The April revocation was another example of the comprehensive effort by both the Trump administration and Republicans in Congress to attack worker safety protections. The Electrical Worker published a review of protections that have been revoked or delayed in the June 2017 Electrical Worker, but new executive and legislative attacks are released nearly every day.
In union workplaces, there is obviously no question that the workers’ representative could be a union member, but it was not clear if nonunion workers could bring as their representative a union worker. The law didn’t say they couldn’t, but it didn’t say they could.
In December 2012, the United Steelworkers asked OSHA for a determination. Three months later, they got the green light.

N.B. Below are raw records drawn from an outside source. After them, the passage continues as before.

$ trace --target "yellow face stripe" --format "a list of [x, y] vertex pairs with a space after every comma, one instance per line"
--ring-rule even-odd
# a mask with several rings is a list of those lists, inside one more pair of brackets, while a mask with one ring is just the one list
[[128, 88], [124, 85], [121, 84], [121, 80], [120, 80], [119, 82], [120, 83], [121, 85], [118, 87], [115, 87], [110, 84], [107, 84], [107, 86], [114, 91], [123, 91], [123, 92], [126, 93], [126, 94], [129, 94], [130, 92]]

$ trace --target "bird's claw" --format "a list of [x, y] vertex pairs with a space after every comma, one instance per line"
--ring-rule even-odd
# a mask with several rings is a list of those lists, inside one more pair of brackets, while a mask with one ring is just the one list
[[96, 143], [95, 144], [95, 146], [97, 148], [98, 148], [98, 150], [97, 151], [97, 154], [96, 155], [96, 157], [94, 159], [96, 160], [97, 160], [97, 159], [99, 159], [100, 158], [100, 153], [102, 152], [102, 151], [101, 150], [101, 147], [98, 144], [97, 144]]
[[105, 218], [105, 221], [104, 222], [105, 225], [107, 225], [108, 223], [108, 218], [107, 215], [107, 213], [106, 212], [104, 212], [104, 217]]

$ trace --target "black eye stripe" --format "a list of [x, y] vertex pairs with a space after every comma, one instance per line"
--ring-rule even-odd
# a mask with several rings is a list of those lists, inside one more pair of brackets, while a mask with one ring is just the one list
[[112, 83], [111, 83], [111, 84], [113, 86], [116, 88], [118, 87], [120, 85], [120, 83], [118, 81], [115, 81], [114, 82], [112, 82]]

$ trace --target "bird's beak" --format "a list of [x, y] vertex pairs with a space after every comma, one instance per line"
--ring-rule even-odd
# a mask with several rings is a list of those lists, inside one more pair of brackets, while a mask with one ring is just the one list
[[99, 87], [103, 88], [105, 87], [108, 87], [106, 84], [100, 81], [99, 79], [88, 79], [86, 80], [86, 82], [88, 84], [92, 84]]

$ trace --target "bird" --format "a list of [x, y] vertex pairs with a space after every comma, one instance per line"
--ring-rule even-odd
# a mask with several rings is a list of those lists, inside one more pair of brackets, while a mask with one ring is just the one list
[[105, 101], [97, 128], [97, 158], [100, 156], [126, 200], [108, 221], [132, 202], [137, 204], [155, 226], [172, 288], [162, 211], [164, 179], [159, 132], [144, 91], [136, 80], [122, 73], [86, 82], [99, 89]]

“Union members almost universally have better safety training than unrepresented workers, so it isn’t surprising that unrepresented workers would seek out help from us. And we were proud to do it because only union safety experts have the worker as their sole focus,” said IBEW Safety Department Director Dave Mullen.
Most of the other safety experts, Mullen said, are academics or corporate consultants that look at worker safety from multiple perspectives --productivity, keeping down lost-time costs or preventing lawsuits—that often boil down to money.
“Union safety experts focus only on getting workers home safe,” Mullen said. “And it rubbed some companies the wrong way.”
Business groups objected immediately. The U.S. Chamber of Commerce sent a letter June 2013 saying the decision was “very alarming” and would “undermine the safety focus of these inspections and turn them into opportunities for unions or other parties with agendas contrary to the employer to enhance campaigns against the employer.”
The National Federation of Independent Business filed a lawsuit in the United States District Court for the Northern District of Texas, Dallas Division on behalf of a cleaning service that had been inspected multiple times by OSHA. Janitors for the company chose a third-party representative from the Service Employees International Union to come on the safety walkabouts against, they wrote, the “employers’ wishes.”
In February the court refused to throw the rule out, saying it was consistent with OSHA’s purpose of safeguarding workplaces, but they it allow part of NFIB’s case to go forward. But in mid-April, NFIB withdrew its lawsuit.
With the revocation of the rule later that month, it is now becoming clear why.
“This is a bad day for our unrepresented brothers and sisters, one in a procession of bad days,” Mullen said. “People will get hurt because they rescinded this rule and, when they do, there will be an expert somewhere with an economic model showing that paying off that injury makes good business sense.”